Neolix, a Beijing-based autonomous delivery vehicle company, has been receiving global attention. Over the past six months, they've welcomed visitors from logistics businesses and even the French Ministry of Transportation. Will Zhao, the executive president of Neolix, notes that 2025 was a pivotal year for establishing connections with potential global partners, including consultants and lawyers working on autonomous vehicle regulations.
"A lot of countries are seeking our investment for manufacturing," Zhao adds. Neolix obtained an operating license in the UAE late last year and recently announced a strategic alliance with a Portuguese mobility company. The company plans to deploy over 10,000 autonomous delivery vehicles outside China this year and enter three new European countries.
And this is the part most people miss: Chinese companies don't always need to look beyond Asia for overseas expansion. Trade within Asia is a "mega theme" for 2026, according to global investment firm KKR. China has increased its market share not only through exports but by establishing local operations in countries like Vietnam.

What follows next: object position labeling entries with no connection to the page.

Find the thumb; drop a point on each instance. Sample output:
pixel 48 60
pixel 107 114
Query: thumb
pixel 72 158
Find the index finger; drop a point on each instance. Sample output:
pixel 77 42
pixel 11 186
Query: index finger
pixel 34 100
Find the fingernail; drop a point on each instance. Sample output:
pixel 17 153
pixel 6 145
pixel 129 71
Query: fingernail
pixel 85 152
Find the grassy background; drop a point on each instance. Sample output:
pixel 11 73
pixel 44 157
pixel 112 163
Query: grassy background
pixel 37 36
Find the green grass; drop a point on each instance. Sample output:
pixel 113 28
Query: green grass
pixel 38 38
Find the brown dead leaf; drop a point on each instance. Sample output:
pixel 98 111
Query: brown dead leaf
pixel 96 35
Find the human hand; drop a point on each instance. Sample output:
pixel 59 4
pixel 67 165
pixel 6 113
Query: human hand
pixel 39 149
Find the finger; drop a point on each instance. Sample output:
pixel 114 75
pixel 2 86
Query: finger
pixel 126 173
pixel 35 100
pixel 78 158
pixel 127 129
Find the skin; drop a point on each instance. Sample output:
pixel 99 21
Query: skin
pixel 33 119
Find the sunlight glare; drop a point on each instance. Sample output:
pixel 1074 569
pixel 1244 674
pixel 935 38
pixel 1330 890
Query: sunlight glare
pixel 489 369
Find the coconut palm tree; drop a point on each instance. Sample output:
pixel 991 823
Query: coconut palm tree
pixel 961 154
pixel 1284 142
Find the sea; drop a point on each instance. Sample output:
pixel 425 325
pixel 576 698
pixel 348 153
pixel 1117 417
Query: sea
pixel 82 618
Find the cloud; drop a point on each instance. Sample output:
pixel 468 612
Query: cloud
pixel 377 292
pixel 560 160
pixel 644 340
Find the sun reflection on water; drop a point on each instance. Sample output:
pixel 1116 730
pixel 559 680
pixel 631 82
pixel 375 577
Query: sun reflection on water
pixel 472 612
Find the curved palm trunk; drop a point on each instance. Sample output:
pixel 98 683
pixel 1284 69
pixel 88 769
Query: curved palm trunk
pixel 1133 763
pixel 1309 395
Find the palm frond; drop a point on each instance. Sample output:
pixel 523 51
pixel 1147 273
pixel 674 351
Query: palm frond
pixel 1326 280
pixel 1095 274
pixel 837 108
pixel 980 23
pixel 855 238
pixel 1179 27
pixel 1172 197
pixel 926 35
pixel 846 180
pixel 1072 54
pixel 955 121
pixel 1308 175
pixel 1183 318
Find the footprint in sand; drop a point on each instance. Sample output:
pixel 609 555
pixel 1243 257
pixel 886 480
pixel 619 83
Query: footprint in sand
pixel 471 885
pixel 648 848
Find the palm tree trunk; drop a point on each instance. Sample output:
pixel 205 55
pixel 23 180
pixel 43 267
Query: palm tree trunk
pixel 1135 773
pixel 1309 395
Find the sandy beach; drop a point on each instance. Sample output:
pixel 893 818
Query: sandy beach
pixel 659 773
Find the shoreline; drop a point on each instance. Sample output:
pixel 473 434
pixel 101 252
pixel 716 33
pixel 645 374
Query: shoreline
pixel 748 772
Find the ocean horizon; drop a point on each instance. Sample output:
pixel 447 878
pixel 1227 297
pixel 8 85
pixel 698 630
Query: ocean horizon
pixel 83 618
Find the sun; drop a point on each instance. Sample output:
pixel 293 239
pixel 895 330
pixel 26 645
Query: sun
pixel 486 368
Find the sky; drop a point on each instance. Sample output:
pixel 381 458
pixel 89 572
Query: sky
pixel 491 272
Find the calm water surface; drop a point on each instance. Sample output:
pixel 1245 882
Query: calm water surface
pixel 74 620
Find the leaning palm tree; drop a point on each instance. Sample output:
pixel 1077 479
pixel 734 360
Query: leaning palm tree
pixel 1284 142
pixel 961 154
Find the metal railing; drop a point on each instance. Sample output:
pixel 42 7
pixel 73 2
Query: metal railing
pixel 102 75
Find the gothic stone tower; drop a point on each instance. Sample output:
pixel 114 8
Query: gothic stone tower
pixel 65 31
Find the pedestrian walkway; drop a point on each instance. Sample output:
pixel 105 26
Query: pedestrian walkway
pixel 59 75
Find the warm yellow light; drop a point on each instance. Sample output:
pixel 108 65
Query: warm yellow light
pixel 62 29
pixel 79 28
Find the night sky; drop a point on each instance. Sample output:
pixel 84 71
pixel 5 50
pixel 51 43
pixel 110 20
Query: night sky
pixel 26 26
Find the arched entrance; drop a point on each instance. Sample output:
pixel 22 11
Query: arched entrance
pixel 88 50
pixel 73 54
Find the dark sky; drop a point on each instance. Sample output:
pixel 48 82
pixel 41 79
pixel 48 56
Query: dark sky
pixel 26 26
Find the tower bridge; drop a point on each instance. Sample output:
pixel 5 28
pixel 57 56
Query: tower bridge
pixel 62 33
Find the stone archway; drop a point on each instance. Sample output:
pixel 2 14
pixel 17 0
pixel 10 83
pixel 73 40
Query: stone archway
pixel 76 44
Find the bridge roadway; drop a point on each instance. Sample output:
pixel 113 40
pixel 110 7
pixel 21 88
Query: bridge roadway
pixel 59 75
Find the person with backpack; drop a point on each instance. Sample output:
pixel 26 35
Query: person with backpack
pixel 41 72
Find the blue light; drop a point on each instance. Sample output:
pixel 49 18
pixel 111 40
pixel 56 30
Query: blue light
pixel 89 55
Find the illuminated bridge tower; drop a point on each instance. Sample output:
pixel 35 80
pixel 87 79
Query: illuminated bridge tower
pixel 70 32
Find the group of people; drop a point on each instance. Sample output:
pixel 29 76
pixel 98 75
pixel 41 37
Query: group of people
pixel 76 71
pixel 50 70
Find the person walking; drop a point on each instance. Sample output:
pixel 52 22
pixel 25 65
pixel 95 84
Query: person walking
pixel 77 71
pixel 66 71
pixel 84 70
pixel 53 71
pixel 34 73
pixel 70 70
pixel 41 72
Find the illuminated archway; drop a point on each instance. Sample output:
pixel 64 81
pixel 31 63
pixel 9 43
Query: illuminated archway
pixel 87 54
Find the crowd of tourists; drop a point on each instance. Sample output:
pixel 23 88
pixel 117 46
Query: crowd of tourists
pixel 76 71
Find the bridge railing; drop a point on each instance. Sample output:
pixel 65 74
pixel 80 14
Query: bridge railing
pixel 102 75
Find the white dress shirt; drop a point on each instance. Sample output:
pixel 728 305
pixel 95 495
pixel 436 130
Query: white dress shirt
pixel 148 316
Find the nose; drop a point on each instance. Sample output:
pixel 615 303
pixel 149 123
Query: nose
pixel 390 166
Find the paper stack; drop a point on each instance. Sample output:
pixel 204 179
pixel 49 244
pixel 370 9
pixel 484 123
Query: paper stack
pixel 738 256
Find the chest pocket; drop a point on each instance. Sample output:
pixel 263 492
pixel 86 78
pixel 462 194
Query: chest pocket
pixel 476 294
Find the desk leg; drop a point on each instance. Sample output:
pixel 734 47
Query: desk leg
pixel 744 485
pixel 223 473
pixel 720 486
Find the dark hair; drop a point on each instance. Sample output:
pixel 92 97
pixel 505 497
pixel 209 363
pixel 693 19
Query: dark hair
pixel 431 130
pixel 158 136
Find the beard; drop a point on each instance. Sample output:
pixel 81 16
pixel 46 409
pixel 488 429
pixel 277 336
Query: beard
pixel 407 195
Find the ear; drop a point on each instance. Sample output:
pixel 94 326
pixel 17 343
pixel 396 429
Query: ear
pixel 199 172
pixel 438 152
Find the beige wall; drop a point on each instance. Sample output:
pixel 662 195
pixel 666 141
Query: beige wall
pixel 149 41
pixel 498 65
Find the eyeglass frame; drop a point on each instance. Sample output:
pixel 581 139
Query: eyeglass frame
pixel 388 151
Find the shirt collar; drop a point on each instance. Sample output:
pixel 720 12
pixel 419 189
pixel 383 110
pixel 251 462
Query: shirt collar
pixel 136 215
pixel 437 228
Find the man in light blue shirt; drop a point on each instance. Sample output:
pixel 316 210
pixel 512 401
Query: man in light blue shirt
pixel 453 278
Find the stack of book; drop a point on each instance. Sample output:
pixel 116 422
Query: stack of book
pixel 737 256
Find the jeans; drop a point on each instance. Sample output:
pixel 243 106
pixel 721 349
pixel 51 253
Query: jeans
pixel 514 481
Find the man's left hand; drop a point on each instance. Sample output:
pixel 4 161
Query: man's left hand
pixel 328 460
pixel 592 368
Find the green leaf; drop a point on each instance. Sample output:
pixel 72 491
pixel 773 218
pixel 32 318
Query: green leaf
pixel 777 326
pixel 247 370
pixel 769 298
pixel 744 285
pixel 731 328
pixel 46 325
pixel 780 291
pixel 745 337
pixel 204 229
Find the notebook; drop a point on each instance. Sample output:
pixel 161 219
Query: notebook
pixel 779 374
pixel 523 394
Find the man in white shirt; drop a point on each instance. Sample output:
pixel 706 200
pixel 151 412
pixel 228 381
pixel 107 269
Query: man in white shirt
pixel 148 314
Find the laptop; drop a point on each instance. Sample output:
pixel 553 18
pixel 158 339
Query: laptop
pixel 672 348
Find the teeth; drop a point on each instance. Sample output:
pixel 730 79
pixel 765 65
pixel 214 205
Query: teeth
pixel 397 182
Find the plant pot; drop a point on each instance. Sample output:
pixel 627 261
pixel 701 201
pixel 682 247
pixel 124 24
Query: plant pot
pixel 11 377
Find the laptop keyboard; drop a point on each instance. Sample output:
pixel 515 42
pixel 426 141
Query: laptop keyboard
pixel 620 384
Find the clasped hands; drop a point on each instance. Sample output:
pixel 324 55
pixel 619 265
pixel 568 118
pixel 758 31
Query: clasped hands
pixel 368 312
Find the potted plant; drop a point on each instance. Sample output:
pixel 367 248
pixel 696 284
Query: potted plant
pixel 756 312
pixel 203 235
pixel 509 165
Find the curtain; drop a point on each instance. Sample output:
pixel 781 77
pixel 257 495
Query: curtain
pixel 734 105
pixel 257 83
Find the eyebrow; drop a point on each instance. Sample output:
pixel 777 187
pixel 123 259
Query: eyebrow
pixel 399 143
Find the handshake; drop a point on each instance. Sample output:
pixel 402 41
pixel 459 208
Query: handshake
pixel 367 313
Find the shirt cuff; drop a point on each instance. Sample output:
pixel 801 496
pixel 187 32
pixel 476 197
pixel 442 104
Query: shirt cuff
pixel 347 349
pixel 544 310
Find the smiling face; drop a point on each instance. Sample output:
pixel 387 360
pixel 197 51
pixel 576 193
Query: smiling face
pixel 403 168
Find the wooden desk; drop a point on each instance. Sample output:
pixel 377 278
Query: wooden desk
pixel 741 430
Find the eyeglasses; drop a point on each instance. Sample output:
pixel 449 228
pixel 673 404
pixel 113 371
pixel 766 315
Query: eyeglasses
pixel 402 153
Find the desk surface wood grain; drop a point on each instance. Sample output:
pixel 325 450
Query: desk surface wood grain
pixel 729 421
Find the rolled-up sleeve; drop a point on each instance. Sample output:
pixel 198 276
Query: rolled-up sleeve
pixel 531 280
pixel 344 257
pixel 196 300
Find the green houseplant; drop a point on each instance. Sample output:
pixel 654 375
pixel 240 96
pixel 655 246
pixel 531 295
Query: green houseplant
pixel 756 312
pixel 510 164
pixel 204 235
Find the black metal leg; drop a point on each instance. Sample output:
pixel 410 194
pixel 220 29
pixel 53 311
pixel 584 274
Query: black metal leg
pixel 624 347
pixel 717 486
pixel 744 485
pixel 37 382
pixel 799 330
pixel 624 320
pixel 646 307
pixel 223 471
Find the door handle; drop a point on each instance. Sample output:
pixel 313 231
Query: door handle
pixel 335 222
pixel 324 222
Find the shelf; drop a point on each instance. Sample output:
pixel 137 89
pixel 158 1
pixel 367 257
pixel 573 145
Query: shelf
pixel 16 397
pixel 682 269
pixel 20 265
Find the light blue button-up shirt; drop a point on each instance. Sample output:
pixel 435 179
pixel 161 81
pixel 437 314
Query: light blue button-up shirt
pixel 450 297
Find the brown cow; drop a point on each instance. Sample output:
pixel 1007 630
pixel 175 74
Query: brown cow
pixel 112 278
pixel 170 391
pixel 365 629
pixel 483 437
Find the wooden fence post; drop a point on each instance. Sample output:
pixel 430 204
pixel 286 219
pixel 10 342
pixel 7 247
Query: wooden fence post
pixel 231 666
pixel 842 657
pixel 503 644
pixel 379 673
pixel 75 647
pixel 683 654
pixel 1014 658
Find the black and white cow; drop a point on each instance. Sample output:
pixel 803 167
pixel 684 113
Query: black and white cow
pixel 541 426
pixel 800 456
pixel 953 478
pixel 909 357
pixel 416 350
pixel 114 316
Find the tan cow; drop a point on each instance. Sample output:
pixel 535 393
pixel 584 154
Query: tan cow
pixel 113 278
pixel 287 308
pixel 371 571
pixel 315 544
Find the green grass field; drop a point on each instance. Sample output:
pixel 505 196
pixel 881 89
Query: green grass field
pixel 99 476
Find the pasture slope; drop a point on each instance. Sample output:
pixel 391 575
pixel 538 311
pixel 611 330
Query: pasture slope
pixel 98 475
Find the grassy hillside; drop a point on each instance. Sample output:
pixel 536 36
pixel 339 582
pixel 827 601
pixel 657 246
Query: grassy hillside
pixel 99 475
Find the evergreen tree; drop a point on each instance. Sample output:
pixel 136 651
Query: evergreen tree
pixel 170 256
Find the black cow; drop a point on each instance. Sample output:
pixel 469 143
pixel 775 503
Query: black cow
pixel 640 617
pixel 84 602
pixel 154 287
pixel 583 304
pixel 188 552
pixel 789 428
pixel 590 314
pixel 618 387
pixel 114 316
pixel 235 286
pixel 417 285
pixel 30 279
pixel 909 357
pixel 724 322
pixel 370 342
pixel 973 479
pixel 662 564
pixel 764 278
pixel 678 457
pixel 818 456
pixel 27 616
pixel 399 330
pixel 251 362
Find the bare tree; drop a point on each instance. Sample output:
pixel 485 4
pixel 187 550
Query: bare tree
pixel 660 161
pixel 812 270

The shift in global trade is evident as Southeast Asia has become Beijing's largest trading partner, contributing to a 5.5% growth in China's global exports last year, despite a 20% drop in shipments to the U.S. due to the trade war.
U.S. logistics giant FedEx is also navigating this changing landscape, with its CEO, Raj Subramaniam, referring to it as "re-globalization." In the last six months, FedEx has expanded its presence in Istanbul, Bangalore, and Dublin, and Subramaniam is also the chair of the U.S.-China Business Council, which regularly meets with Chinese policymakers.
These global trade shifts also impact China internally. Professor Cui Shoujun from Renmin University of China's School of International Studies points out that companies are hiring more foreign relations graduates, a trend that reflects China's adaptation to trade tensions.
In the markets, China's stocks rose on Wednesday as investors monitored geopolitical tensions following fresh tariffs from President Trump related to Greenland. Hong Kong's Hang Seng Index rose over 0.3%, with year-to-date gains at 3.7%. The mainland's CSI 300 closed nearly flat, up 0.09%, and is 2.01% higher for the year.
Stay tuned for more updates! Chinese Vice Premier He Lifeng will visit Switzerland and attend the World Economic Forum at Davos from January 19th to 22nd, and industrial profits for December will be released on January 27th.